Making the talks accessible prompted a new branch of the brand, TEDx, a concept that enables anyone to host a TED-style gathering. This took the movement and popularity of the conference to a grassroots level.
“The TEDTalks really transformed the TED brand in that it moved it into this global sphere and was no longer just a conference. More and more people started coming to us, asking if they could hold an official TED conference,” said Lara Stein, the organization’s licensing director, who oversees TEDx. “So Chris and I started experimenting with what it would look like if we sort of gave away our brand in a very open-source way.” For the nonprofit’s small staff, allowing others to produce spin-offs using TED’s concept lets the brand leverage its platform without tripling the workload. “The idea of doing more than two, maybe three conferences a year is about as far as we can take it for us internally producing,” Stein says.

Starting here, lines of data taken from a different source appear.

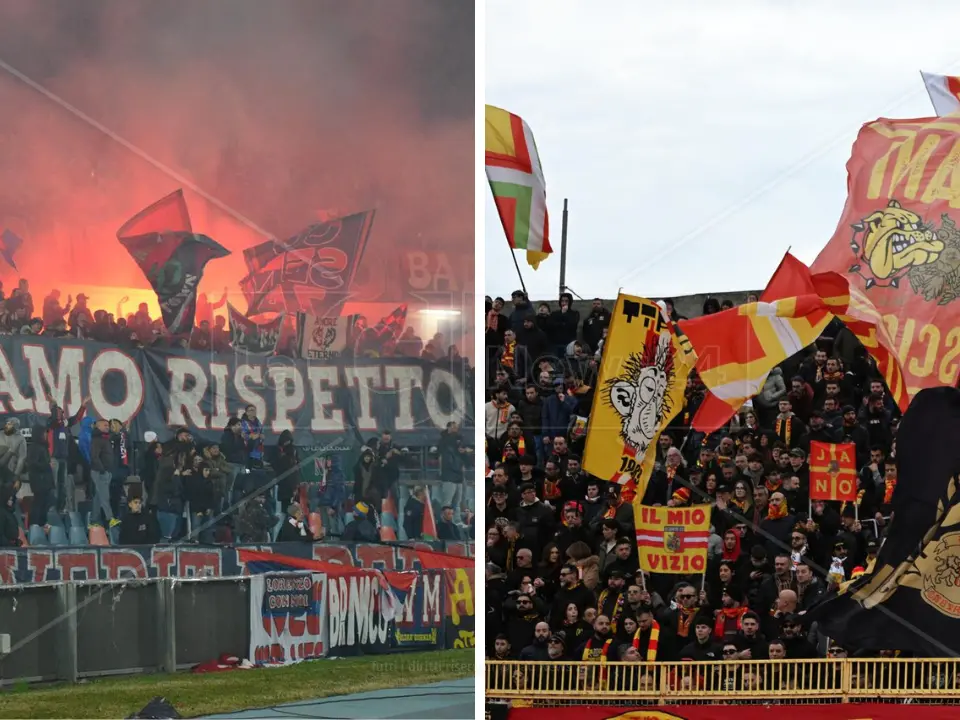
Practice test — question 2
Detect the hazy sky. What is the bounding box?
[484,0,960,302]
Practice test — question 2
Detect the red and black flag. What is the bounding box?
[239,210,375,317]
[374,304,408,342]
[118,190,230,335]
[227,303,284,356]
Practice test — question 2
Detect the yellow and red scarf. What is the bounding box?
[676,607,697,638]
[501,341,516,369]
[633,621,660,661]
[493,400,511,425]
[884,478,897,505]
[765,477,782,494]
[581,637,613,663]
[597,589,625,631]
[767,502,788,520]
[543,477,562,501]
[714,606,748,641]
[502,436,525,461]
[776,416,792,446]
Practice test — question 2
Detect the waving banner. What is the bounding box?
[811,116,960,398]
[249,572,327,665]
[582,294,694,501]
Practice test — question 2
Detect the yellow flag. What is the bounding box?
[582,294,695,502]
[634,504,711,574]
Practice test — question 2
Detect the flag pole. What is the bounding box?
[509,247,528,297]
[559,198,569,295]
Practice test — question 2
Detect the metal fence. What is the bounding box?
[486,659,960,705]
[0,575,253,685]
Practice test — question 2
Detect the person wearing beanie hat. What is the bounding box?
[714,585,749,644]
[678,614,723,661]
[341,500,378,543]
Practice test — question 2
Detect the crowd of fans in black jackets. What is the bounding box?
[485,289,911,681]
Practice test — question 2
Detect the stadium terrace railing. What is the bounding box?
[485,659,960,704]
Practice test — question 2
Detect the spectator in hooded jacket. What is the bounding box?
[220,417,248,504]
[89,418,117,529]
[236,493,275,543]
[26,424,55,527]
[240,405,264,468]
[0,487,19,546]
[118,496,160,545]
[47,400,85,513]
[108,419,131,518]
[0,418,26,480]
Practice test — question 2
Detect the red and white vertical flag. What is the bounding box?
[920,70,960,116]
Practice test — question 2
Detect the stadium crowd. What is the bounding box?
[0,283,476,549]
[484,289,905,671]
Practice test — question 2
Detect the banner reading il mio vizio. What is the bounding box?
[0,335,473,446]
[812,116,960,398]
[507,705,958,719]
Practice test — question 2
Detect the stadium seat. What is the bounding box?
[27,525,48,546]
[67,511,82,529]
[68,526,87,546]
[88,525,110,546]
[48,526,68,546]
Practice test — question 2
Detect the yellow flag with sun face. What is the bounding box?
[582,294,695,502]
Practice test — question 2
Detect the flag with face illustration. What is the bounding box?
[582,294,696,502]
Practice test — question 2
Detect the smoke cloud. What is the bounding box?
[0,0,474,316]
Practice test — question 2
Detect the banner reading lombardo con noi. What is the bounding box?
[0,335,473,445]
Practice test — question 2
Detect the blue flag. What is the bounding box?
[0,229,23,271]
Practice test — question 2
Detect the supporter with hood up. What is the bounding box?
[274,430,302,505]
[118,496,160,545]
[47,400,85,513]
[547,292,579,357]
[0,487,19,546]
[89,418,118,528]
[26,424,55,527]
[352,446,377,504]
[0,418,26,480]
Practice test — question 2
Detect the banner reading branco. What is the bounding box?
[0,335,473,445]
[811,115,960,398]
[582,294,694,501]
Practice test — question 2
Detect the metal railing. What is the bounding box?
[486,659,960,704]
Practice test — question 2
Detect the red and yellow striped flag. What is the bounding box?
[763,253,908,413]
[680,294,833,433]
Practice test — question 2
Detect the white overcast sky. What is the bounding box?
[484,0,960,302]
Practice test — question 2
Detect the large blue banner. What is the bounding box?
[0,335,474,446]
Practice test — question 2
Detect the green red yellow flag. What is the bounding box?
[484,105,552,269]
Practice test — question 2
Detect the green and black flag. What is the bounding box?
[118,190,230,335]
[807,386,960,655]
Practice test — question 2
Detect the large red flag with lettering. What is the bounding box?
[811,116,960,400]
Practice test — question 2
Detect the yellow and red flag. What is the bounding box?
[635,504,711,574]
[484,105,552,269]
[811,116,960,398]
[680,295,833,433]
[763,252,909,413]
[809,441,858,502]
[582,294,695,502]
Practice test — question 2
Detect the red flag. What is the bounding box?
[422,486,438,540]
[809,441,858,502]
[763,252,908,413]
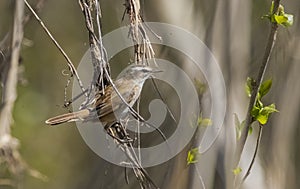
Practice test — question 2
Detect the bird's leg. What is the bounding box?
[105,122,133,144]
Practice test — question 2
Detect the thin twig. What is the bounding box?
[79,0,109,95]
[24,0,86,96]
[107,122,159,188]
[235,0,280,167]
[195,166,206,189]
[241,125,263,183]
[23,0,46,26]
[78,1,160,188]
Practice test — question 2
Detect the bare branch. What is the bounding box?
[242,125,263,184]
[234,0,280,167]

To pioneer the venture, TED partnered with the University of Southern California for TEDxUSC, held in March 2009 at a university auditorium. From the experience, Anderson and company were able to refine guidelines for TEDx events but still allow for local themes and speakers. Organizers of such gatherings require a free license and cannot promote any commercial, religious, or political agenda. Stein says the team is still refining rules concerning event programming, marketing, and sponsorship.
“A lot of what I do is listen to the community and try to figure out how to shape the guidelines based on what I hear. It has to be built with a great deal of flexibility, because it’s a global program and what works in the slums of Kibera [in Nairobi] doesn’t necessarily work in a 600-person venue in Amsterdam or Paris,” she says.

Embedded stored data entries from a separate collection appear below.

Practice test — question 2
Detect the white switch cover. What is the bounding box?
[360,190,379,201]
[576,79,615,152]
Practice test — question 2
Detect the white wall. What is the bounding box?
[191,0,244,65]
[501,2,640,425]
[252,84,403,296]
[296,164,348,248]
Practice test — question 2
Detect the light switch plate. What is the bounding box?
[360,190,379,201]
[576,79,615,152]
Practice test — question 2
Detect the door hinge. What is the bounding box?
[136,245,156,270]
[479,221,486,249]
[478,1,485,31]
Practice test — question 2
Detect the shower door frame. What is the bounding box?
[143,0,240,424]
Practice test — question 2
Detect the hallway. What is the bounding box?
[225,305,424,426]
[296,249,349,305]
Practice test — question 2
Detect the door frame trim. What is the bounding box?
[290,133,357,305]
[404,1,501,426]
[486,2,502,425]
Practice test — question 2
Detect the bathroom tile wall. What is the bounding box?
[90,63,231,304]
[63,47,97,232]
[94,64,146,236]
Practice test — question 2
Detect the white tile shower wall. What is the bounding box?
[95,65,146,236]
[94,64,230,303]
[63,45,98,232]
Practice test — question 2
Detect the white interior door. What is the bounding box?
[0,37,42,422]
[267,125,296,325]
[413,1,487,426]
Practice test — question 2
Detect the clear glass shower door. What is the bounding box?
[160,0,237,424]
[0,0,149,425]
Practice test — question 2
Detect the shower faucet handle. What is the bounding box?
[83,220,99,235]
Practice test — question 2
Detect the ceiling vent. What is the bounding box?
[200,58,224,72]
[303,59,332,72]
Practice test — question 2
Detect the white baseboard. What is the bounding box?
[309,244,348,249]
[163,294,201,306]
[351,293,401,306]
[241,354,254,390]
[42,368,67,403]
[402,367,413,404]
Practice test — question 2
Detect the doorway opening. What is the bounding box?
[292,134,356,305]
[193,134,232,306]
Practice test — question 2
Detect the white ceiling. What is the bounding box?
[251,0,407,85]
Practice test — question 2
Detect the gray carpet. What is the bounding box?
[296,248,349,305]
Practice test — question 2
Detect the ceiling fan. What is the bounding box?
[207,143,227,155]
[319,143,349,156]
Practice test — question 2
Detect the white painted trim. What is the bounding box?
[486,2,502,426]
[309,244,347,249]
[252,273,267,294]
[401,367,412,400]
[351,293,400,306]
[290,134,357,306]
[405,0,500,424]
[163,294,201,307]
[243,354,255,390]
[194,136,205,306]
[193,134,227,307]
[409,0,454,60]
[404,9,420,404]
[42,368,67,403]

A recent addition to the model is TEDxLive, where TEDx events can stream Webcasts. This was available during TEDWomen, the two-day, female-focused convention held in Washington in December, and TED2011, the flagship conference in Long Beach.
This is not the organization’s first foray into simulcasting. TED-Active, which grew out of a satellite event in Aspen in 2008 and now takes place yearly in Palm Springs, offers a hybrid format, with live broadcasts of the sessions in Long Beach, as well as on-site activities. More informal than the main conference, TEDActive allows attendees to shape the content, suggesting ideas, hosting discussions, and participating in group workshops.
“Each year we’ve taken the participation component and really turned up the volume on it. We always try to provide a platform for attendees to organize things,” explained TEDActive director Kelly Stoetzel, who is also content director at TED. “This year we’re sponsoring a new initiative that takes things a step further, which is the ‘Projects’ initiative. We have six different themed projects, and attendees can sign on to do one of them.” The idea is for attendees to take a theme—such as education, travel, or sustainability—identify a challenge around the topic, and brainstorm active steps that can be taken to meet the challenge.
“At TED we’ve become a little obsessed with this idea of openness,” Anderson said during his presentation at TEDGlobal 2010. “We opened up our talks to the world, and suddenly there are millions of people out there helping spread our speakers’ ideas, and thereby making it easier for us to recruit and motivate the next generation of speakers.”